THE FAMILY OF LOVE

A monologue from the play by Thomas Middleton


  • NOTE: This monologue is reprinted from The Family of Love. Thomas Middleton. London: John Helmes, 1608.
  • PURGE: The grey-eyed morning braves me to my face, and calls me sluggard. 'Tis time for tradesmen to be in their shops; for he that tends well his shop, and hath an alluring wife with a graceful what d'ye lack? shall be sure to have good doings, and good doings is that that crowns so many citizens with the horns of abundance.
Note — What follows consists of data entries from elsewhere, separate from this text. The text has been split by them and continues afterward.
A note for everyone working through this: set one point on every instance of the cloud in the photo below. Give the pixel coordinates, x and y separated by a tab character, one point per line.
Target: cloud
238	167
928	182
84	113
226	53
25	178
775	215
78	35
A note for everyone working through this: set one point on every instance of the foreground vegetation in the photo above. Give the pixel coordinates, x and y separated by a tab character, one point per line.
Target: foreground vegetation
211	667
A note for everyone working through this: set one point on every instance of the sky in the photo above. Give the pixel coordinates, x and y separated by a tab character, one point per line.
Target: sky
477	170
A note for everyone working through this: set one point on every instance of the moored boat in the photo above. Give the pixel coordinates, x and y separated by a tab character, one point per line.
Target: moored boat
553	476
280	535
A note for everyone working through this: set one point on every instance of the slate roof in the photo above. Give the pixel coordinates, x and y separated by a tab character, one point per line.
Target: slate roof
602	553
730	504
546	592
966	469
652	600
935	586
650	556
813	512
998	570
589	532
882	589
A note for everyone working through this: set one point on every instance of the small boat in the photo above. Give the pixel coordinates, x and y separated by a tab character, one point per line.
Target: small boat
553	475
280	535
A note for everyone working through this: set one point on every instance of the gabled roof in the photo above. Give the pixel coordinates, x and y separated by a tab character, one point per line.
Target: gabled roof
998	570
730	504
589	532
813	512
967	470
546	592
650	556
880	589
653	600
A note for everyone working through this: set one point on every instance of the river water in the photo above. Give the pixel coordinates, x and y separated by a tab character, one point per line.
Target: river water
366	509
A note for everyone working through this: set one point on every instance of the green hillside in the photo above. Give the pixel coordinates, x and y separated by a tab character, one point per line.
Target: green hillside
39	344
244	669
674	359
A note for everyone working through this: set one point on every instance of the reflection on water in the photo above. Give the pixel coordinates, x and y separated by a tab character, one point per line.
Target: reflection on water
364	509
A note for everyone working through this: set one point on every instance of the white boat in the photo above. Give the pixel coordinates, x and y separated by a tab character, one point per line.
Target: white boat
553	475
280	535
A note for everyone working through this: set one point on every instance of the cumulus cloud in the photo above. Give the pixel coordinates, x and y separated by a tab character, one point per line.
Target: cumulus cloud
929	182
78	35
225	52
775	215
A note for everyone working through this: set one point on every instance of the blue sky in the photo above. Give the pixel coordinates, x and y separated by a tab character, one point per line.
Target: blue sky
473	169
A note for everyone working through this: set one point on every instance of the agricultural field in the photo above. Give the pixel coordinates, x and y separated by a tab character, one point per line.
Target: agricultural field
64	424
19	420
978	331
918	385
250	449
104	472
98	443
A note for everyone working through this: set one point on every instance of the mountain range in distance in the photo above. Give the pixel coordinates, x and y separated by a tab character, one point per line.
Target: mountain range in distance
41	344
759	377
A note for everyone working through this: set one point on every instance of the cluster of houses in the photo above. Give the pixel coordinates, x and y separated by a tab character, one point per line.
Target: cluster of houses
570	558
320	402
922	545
My wife, by ordinary course, should this morning have been at the Family, but now her soft pillow hath given her counsel to keep her bed: master doctor should indeed minister to her; to whose pills she is so much accustomed, that now her body looks for them as duly as the moon shakes off the old and borrows new horns. I smile to myself to hear our knights and gallants say how they gull us citizens, when, indeed, we gull them, or rather thy gull themselves. Here they come in term-time, hire chambers, and perhaps kiss our wives: well, what lose I by that? God's blessing on's heart, I say still, that makes much of my wife! for they were very hard-favored that none could find in's heart to love but ourselves: drugs would be dog-cheap, but for my private well-practiced doctor and such customers. Tut, jealousy is a hell; and they that will thrive must utter their wares as they can, and wink at small faults.